E forse potremo anche evitare che Giovanni Mariconda, dopo aver impegnato il suo brevissimo “quarantottore di ferie” in questo encomiabile progetto…sia di nuovo in treno per Punta Ala, dove è costretto ad “esportare” la sua professionalità… e chiariamoci bene: questo gli fa onore!!! Ma ritorniamo alle questioni più tecniche…circa un’ora di appassionato scambio, fitto fitto, con Paolo Parisi, che mi ha evidenziato i punti critici dell’operazione che secondo lui sono essenzialmente due…” il primo rischio riguarda la stabilità della carcassa sullo spiedo, infatti ad un certo punto per effetto della cottura della cartilagine e dei legamenti che tengono insieme la colonna vertebrale dell’animale, si potrebbe verificare una naturale divisione del vitello in due parti con conseguente contaminazione igienica dovuta alla caduta in terra del pezzo, e questo rischio -continua il Parisi- l’abbiamo scongiurato facendo passare un ferro all’interno della colonna vertebrale, giusto nella cavità dove è allocato il midollo spinale.

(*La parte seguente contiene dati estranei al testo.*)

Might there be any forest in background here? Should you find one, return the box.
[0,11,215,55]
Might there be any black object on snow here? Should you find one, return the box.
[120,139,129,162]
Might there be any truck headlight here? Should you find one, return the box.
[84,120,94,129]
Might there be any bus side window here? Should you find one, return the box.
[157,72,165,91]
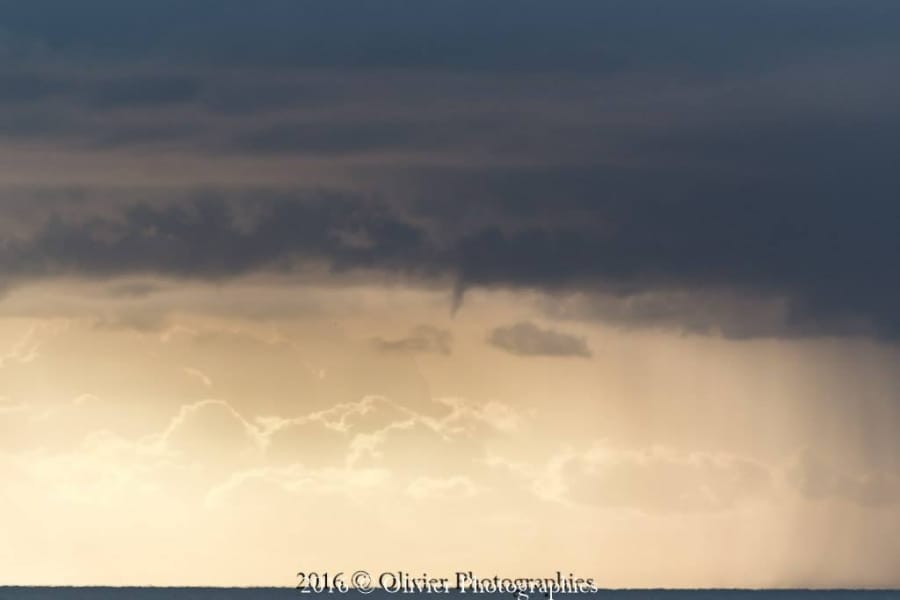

Il secondo rischio è l’eventualità di una fermentazione della carne interna, che si può verificare per effetto della temperatura alla quale è sottoposta, tale da portare gli interni dell’animale, per un periodo prolungato( 30/35 ore) ad un livello calorico alto (45°-50°), ma non tale da cuocerli. E questo problema si affronta aprendo molto di più le mezzene dell’animale verso il fuoco, divaricandole in modo da ridurre l’effetto schermatura del calore della brace operato dalle superfici esterne a svantaggio di quelle interne”. Degni di nota, anche gli apprezzamenti di Paolo Parisi per la progettazione e realizzazione dello spiedo, costruito da un artigiano locale, apprezzamenti a tal punto sentiti che mi confessa di averne commissionato uno identico, per sè, nella versione smontabile.Beh, che dire…una tre giorni indimenticabile, bella festa, bella gente, ma soprattutto una tradizione irpina strappata all’oblìo della dimenticanza, unendo insieme in questo sforzo, alcuni dei più bravi operatori del settore accomunati tutti da un interesse superiore : l’uomo, i suoi prodotti ed il relativo territorio al centro del nostro pensiero e quindi dell’azione conseguente. Grazie Giovanni!!!